Debit Card Phone Scam
A phone scam whereby customers receive phone calls stating that their debit cards have been deactivated has been reported recently. In the scam, an automated message tells the customer that their debit card or credit card have been locked, deactivated, or temporarily suspended. The automated message may also ask customers to press 1 to unlock the cards. The message may vary for each call. The phone calls are usually generic, and they don’t specifically state that the customer’s FirstAtlantic Bank card has been suspended.
If you receive a call such as this, please do not share your debit/credit card or personal information or comply with any of the caller’s requests. If possible, please write down the caller’s phone number and report it to your local FirstAtlantic Bank branch or our Corporate office at 904-348-3100.
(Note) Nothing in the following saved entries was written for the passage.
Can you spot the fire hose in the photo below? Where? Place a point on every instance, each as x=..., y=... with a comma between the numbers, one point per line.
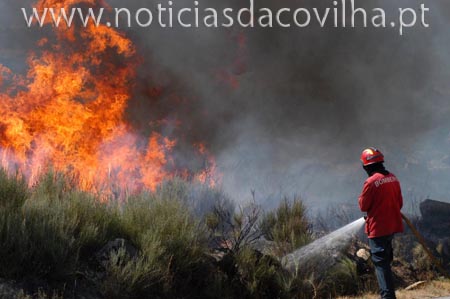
x=421, y=240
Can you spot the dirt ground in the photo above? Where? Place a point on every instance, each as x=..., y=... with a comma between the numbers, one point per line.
x=433, y=289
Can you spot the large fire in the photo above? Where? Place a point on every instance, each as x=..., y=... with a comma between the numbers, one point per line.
x=68, y=114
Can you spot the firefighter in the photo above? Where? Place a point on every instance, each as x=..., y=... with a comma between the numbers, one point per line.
x=381, y=198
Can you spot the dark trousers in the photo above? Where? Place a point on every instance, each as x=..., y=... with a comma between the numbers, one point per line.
x=382, y=255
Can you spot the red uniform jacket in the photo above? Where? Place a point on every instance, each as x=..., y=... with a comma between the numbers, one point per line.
x=382, y=199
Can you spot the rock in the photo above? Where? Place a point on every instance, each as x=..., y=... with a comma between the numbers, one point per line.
x=363, y=254
x=415, y=285
x=8, y=290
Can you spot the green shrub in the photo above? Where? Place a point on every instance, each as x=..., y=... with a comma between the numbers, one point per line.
x=13, y=190
x=288, y=226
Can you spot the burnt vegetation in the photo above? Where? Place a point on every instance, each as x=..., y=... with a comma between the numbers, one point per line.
x=180, y=241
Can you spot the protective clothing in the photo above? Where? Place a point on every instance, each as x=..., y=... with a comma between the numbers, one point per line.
x=381, y=198
x=371, y=155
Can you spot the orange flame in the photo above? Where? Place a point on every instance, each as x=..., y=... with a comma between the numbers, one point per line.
x=68, y=114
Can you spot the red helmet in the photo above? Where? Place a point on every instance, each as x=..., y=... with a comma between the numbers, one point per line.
x=371, y=155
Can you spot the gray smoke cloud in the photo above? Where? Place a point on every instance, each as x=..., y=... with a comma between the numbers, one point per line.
x=288, y=111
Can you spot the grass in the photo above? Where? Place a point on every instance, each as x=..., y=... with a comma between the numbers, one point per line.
x=431, y=289
x=51, y=235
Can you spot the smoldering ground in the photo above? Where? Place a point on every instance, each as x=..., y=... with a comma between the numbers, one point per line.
x=288, y=110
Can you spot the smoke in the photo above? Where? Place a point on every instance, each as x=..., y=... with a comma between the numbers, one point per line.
x=288, y=110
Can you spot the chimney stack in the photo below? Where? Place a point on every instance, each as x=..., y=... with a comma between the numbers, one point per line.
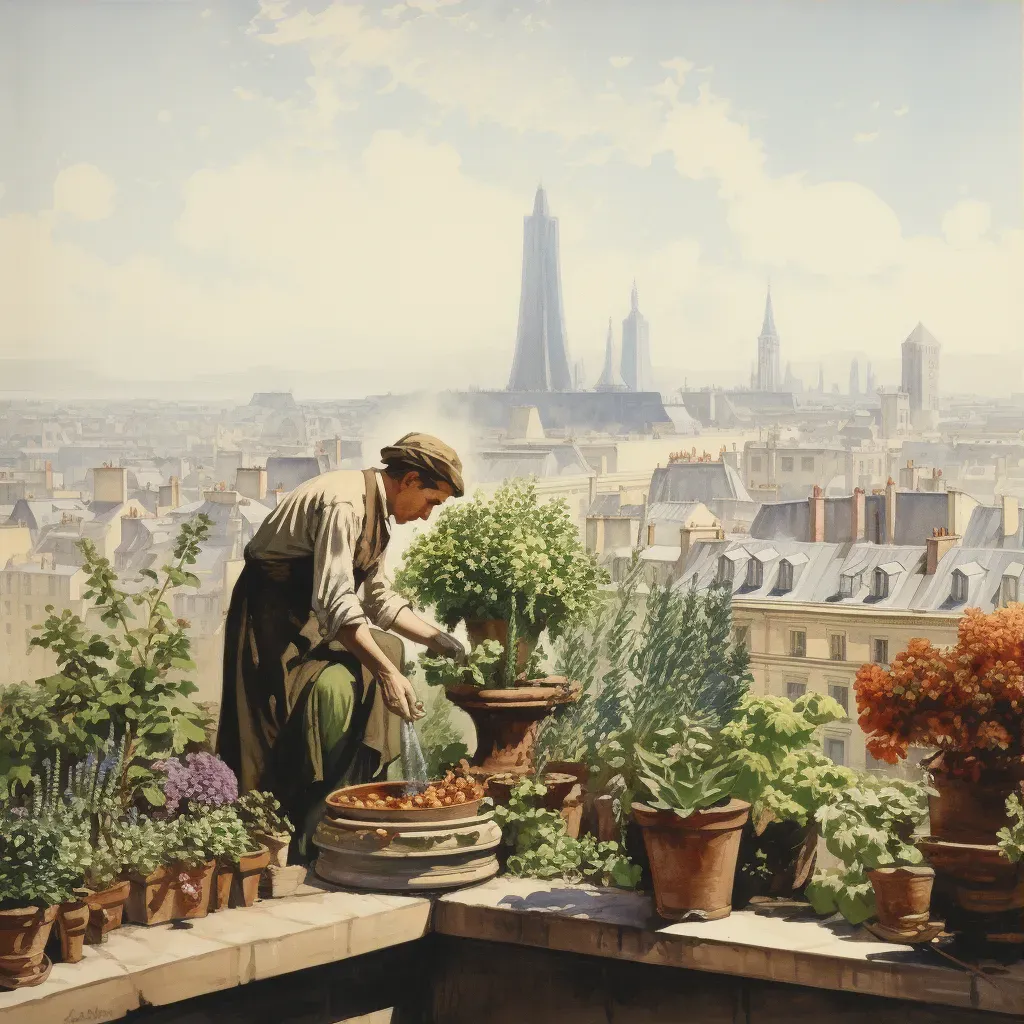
x=857, y=515
x=816, y=504
x=890, y=537
x=938, y=544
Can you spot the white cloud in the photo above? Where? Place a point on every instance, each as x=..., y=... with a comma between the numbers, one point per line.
x=84, y=192
x=967, y=222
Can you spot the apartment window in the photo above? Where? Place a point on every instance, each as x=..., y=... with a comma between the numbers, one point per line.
x=798, y=643
x=840, y=692
x=836, y=750
x=880, y=651
x=837, y=646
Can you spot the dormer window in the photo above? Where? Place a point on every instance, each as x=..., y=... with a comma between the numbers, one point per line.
x=1010, y=584
x=885, y=579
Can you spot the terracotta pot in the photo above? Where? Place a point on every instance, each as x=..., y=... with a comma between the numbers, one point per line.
x=902, y=896
x=498, y=629
x=23, y=944
x=220, y=888
x=73, y=921
x=276, y=845
x=173, y=893
x=507, y=720
x=693, y=859
x=105, y=911
x=969, y=812
x=246, y=876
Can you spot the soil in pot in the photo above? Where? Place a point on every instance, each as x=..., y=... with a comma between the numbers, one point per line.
x=246, y=877
x=105, y=911
x=23, y=945
x=902, y=896
x=174, y=893
x=778, y=862
x=693, y=859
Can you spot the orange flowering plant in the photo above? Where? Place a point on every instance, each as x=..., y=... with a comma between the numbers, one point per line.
x=968, y=701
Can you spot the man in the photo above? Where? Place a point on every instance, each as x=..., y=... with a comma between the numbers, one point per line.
x=295, y=717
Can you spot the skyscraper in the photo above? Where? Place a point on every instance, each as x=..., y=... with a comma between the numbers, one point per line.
x=610, y=378
x=768, y=345
x=921, y=371
x=636, y=347
x=542, y=358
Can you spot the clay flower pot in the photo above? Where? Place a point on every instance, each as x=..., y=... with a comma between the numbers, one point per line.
x=24, y=932
x=902, y=896
x=969, y=812
x=73, y=921
x=479, y=630
x=693, y=859
x=174, y=893
x=276, y=845
x=507, y=720
x=246, y=876
x=105, y=911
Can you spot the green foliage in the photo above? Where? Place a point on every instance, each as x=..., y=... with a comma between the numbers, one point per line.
x=480, y=668
x=128, y=679
x=260, y=813
x=1012, y=837
x=542, y=847
x=867, y=825
x=509, y=556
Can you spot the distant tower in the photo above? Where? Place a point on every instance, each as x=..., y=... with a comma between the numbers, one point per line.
x=542, y=360
x=921, y=371
x=636, y=347
x=768, y=375
x=610, y=378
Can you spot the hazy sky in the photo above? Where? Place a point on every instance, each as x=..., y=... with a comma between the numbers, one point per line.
x=216, y=184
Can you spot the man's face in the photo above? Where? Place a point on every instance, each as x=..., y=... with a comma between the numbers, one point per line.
x=414, y=501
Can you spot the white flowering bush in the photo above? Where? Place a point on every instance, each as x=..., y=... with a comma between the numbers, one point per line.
x=511, y=557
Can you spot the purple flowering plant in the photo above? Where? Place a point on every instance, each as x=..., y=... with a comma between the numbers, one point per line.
x=197, y=778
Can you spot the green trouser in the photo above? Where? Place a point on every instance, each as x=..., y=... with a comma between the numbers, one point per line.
x=329, y=726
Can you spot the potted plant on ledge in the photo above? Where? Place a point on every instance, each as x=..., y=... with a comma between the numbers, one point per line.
x=509, y=568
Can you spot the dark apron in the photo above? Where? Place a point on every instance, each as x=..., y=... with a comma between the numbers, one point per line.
x=273, y=655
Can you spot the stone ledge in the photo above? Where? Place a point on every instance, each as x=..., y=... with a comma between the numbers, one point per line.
x=139, y=967
x=799, y=951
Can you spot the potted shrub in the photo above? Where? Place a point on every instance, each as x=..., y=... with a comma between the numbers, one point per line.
x=966, y=702
x=691, y=822
x=869, y=828
x=509, y=568
x=39, y=868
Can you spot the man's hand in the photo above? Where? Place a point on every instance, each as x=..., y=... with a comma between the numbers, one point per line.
x=445, y=645
x=399, y=695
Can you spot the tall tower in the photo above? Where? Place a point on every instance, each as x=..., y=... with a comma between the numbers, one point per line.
x=768, y=345
x=542, y=358
x=610, y=378
x=921, y=371
x=636, y=347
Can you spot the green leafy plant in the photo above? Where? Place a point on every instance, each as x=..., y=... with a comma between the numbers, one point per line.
x=542, y=848
x=510, y=556
x=260, y=814
x=1012, y=836
x=480, y=668
x=129, y=679
x=868, y=825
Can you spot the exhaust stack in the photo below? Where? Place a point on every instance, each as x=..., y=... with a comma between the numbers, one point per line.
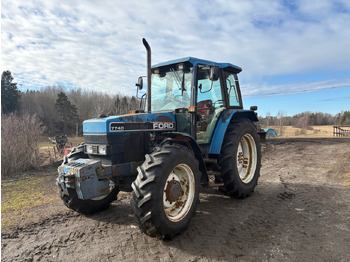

Be assured that the security of your information is a top priority at FirstAtlantic Bank and we are here to assist if you have any questions as to the authenticity of communications you receive regarding your accounts with us. At no time will you receive an automated message, e-mail or other communication requesting account information from FirstAtlantic Bank.
Information on Phishing
When someone impersonates a business to deceive you into giving out your personal information, it is called phishing. It is important that you do not reply to email, text, or pop-up messages that ask for your personal or financial information. It is equally as important that you do not click on links within email, text, or pop up messages; even if the message appears to be from an organization you trust. Legitimate businesses will not ask you to send sensitive, personal information through insecure channels. If you have any questions, please do not hesitate to call us at 904-348-3100.
The government has a website at www.IC3.gov with more information which includes the following tips:
- Be suspicious of any unsolicited email requesting personal information.
- Avoid filling out forms in email messages that ask for personal information.
- Always compare the link in the email to the link that you are actually directed to.
- Log on to the official website, instead of “linking” to it from an unsolicited email.